Spraying we turned down our compressor a little, tweaked the gun a tad, brushing we made sure to look back at what we just did to catch runs. Some times it's hard to catch them all.


----------



## Seth The Painter (Jun 24, 2015)

:what:Whenever you use a new paint you have to relax and take it easy. It's like learning to ride a bike. Slow at first then your doing wheelies and jumping the curb and stuff!


----------



## MikeCalifornia (Aug 26, 2012)

I've been using quite a bit of DE lately, what was the product? I've used Everest, Suprema, Spartazero, Evershield, and Aristowall. Spartazero was the only one that did want to run after brushing but after a few strokes I figured it out. At $18 for ES its a steal.


----------



## DirtyPainter (Oct 18, 2013)

I'm with Mike, my guys or I don't have any issues and it's what we use 97% of the time. How's the temp? Humidity? Is there any ventilation/circulation? 

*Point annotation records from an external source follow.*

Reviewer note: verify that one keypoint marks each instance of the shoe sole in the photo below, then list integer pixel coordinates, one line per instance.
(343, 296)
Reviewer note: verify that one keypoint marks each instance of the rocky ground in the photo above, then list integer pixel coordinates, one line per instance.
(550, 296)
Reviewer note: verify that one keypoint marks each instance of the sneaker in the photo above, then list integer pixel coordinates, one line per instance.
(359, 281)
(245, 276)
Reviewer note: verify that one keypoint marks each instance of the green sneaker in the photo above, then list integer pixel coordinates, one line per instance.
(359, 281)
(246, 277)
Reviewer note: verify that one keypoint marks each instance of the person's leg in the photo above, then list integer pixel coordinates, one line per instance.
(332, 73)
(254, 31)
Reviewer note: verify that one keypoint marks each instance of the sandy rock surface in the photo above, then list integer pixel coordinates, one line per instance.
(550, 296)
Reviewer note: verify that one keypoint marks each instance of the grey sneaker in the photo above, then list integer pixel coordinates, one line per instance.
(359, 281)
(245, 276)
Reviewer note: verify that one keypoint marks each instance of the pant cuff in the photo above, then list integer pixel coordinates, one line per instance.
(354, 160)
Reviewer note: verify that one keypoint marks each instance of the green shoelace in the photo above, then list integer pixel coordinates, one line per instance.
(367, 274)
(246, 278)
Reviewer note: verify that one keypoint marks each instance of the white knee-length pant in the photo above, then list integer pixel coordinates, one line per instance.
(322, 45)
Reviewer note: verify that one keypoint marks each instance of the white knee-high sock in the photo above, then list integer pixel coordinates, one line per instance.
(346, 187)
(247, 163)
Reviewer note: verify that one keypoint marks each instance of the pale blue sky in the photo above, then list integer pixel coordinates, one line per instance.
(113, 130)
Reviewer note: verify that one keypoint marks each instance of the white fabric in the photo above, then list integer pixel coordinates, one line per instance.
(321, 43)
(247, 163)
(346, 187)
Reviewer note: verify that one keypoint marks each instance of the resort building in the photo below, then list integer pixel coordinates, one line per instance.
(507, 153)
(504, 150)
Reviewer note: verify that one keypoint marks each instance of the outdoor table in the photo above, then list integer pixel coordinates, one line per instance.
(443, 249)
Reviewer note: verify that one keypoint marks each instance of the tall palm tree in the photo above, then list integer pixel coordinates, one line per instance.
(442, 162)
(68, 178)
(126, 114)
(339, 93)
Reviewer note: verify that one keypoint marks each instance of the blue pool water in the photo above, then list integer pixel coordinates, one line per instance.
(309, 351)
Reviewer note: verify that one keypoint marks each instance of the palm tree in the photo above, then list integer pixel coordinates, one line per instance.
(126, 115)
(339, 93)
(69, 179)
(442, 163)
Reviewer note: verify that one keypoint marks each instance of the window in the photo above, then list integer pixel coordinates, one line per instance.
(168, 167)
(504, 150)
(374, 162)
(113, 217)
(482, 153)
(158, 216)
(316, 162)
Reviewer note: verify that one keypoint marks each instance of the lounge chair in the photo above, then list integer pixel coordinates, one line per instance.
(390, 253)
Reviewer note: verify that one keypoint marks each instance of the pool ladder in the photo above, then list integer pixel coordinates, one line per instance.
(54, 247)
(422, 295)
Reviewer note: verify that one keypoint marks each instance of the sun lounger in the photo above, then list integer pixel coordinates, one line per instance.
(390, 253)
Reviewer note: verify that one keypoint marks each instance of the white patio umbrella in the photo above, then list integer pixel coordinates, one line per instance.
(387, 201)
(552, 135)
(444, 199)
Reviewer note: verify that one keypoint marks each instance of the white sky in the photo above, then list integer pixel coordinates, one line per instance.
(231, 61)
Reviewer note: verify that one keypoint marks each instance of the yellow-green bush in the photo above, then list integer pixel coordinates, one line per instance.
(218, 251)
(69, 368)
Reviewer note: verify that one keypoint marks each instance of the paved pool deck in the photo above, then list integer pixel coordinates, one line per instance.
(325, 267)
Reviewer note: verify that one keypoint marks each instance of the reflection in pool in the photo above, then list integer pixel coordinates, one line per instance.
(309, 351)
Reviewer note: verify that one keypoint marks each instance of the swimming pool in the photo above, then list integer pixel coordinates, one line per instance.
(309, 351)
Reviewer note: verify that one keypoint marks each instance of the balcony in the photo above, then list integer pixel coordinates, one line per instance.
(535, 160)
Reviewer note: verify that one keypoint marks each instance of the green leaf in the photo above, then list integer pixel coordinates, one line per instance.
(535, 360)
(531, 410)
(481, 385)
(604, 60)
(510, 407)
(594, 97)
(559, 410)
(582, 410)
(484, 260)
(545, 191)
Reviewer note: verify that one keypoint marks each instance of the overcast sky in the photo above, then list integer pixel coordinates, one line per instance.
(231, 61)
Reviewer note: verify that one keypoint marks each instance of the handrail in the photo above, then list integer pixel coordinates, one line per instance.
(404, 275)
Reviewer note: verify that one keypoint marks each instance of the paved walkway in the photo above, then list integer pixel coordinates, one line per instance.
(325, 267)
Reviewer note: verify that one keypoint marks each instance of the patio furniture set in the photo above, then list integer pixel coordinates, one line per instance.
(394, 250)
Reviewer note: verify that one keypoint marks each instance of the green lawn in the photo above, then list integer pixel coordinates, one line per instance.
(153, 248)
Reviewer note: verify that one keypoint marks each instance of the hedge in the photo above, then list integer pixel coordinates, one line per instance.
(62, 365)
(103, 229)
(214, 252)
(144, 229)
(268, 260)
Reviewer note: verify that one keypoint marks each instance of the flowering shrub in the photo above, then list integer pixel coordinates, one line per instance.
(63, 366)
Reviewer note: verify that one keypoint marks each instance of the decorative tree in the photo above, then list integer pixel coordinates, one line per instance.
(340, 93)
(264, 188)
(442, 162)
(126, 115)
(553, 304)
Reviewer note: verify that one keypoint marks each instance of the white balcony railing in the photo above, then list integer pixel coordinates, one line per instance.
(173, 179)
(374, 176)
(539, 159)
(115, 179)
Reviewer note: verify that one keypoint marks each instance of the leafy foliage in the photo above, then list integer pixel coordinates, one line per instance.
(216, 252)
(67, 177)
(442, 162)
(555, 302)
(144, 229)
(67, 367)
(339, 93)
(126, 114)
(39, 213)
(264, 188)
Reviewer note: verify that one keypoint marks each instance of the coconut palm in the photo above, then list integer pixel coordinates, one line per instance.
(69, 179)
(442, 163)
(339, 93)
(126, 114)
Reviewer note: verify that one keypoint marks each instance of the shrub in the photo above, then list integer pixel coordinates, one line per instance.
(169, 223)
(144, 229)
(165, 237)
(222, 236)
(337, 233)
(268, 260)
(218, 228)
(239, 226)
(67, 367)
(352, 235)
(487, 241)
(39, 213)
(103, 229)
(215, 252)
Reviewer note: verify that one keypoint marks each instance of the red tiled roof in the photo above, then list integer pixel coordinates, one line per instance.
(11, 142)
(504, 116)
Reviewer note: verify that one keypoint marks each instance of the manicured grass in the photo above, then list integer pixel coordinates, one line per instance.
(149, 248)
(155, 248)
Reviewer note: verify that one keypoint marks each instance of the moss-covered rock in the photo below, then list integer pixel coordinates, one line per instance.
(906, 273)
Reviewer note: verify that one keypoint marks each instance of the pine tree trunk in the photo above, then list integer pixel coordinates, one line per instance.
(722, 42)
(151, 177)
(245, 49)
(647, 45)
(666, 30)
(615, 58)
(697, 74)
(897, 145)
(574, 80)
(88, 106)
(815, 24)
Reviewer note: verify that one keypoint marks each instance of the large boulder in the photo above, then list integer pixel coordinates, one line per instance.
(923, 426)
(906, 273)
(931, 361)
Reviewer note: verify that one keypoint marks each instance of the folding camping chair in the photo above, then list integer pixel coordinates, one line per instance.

Sent from my iPhone using Tapatalk


----------



## Gurnoe (Sep 5, 2015)

MikeCalifornia said:


> I've been using quite a bit of DE lately, what was the product? I've used Everest, Suprema, Spartazero, Evershield, and Aristowall. Spartazero was the only one that did want to run after brushing but after a few strokes I figured it out. At $18 for ES its a steal.


No joke that is a steal at $18/gal


----------